As pessoas têm uma ideia de uma ação bonita, uma visão romântica do que são a adoção e apadrinhamento e o curso trabalha essa visão para mostrar que iremos lidar com crianças e adolescentes com histórias de traumas, de violência em família

Getsemani Silva
Cineasta

Penha diz que o problema social da evasão escolar é muito maior para os adolescentes acolhidos, porque, segundo ela, o modelo familiar é o maior motivador para a frequência escolar. “A maioria nunca ou quase nunca foi à escola. Vêm de famílias disfuncionais, com problemas psiquiátricos, usuários de drogas, alcoolistas, com pouca instrução e sem um trabalho fixo. Também sofrem bulliyng pela condição de abrigado, e quando alguém supera tudo isso, vibramos com sua vitória”, ilustra a psicóloga. Egressa desse universo de dificuldades, Cristina não enxerga outro caminho para quem, nessa situação, quiser mudar de vida. “Todo jovem tem que se apegar aos estudos, é a melhor forma de vencer. Pra gente, que morou em abrigo, não tem muito o que buscar.
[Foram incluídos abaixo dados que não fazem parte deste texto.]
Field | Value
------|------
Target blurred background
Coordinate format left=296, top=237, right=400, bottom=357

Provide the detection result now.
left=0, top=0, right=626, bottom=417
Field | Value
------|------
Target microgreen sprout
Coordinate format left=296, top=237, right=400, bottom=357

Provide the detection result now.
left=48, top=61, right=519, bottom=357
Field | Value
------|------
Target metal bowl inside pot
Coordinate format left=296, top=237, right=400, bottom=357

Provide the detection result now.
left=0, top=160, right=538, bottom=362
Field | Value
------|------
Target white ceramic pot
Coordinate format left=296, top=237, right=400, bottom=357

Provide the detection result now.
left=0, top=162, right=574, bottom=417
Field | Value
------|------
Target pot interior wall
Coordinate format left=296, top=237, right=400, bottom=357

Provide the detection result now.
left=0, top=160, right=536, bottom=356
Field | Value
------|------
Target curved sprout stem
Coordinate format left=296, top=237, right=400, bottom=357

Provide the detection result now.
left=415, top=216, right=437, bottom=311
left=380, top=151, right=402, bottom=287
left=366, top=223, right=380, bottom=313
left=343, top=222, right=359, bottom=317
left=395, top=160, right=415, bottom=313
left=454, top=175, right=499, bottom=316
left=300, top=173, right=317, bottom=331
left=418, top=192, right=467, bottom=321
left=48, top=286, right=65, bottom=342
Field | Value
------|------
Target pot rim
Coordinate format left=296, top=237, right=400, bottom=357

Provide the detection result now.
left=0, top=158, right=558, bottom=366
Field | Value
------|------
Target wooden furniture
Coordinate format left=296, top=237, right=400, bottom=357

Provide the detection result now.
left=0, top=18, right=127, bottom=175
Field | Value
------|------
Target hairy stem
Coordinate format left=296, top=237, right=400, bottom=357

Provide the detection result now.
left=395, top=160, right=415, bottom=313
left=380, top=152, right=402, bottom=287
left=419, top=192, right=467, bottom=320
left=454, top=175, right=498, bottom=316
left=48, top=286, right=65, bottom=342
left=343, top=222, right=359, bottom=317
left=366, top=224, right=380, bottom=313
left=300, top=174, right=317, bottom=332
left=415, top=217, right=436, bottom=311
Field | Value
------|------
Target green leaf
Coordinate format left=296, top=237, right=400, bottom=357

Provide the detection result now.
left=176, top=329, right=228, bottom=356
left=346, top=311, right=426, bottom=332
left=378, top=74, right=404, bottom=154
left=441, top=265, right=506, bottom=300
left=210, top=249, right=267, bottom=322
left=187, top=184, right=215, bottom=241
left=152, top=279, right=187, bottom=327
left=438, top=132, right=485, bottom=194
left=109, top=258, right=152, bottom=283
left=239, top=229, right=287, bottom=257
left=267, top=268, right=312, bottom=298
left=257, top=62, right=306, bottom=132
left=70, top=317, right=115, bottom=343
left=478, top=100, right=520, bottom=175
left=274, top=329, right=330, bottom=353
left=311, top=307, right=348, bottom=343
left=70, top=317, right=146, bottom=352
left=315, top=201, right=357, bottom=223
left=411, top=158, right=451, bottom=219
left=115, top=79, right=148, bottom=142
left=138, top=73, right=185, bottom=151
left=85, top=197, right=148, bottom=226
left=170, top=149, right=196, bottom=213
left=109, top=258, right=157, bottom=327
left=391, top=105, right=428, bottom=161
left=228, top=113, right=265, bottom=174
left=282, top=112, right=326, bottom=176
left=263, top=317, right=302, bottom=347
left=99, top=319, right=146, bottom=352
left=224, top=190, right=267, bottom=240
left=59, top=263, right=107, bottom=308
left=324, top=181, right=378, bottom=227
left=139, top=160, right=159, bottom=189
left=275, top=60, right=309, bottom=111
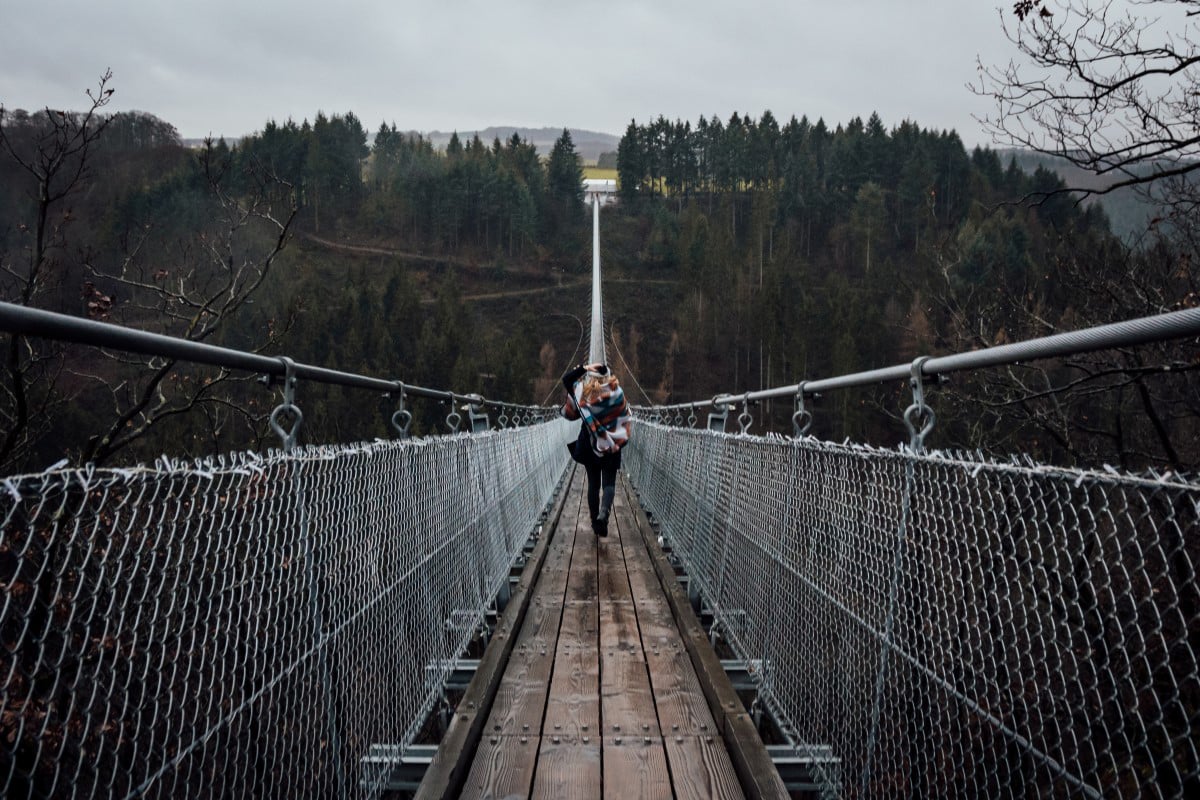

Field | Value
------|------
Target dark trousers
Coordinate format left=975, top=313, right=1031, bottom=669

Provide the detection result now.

A única saída é o estudo”, sentencia.

Em uma situação tão adversa, dois fatores parecem ter ajudado a recém-formada enfermeira a ser uma exceção na dura realidade dos abrigos. O primeiro é que ela era estudiosa e nunca repetiu de ano na escola. O segundo fator foi o apadrinhamento. De acordo com o que está escrito no site do Projeto Aconchego, Apadrinhamento Afetivo é um programa para crianças e adolescentes acolhidos em instituições e que têm poucas chances de retorno à família de origem ou de serem adotados. “O apadrinhamento é afetivo, não envolve o lado financeiro. A ideia é que o adolescente conviva com alguém que seja sua referência afetiva, porque a maioria deles sai de famílias chamadas disfuncionais, desestruturadas”, explica Penha. “Com o tempo, os padrinhos podem financiar algumas coisas, como cursos ou mesmo a faculdade, mas é preciso que já haja vínculo afetivo”, adverte a psicóloga.

Cristina entre Gustavo e Getsimani em encontro entre afilhados e padrinhos no ONG Aconchego: apoio e atenção para superar desafios (Foto: Arquivo Pessoal)
Cristina entre Gustavo e Getsimani em encontro entre afilhados e padrinhos no ONG Aconchego: apoio e atenção para superar desafios (Foto: Arquivo Pessoal)

A força dos padrinhos

E foi este exatamente o caso de Cristina com o casal Gustavo Nepomuceno e Getsemani Silva. Eles chegaram a pensar em adoção, mas o apadrinhamento coube melhor no que os dois almejavam. “Porque permite uma flexibilidade, não é uma pessoa (o afilhado) que irá morar com a gente, permite uma aproximação aos poucos, gradual”, explica Gustavo, psicólogo, de 44 anos. Construído o afeto, veio a ajuda material. Além de uma mesada, Gustavo e Getsemani bancarão a pós-graduação que Cristina fará em enfermagem de urgência e emergência.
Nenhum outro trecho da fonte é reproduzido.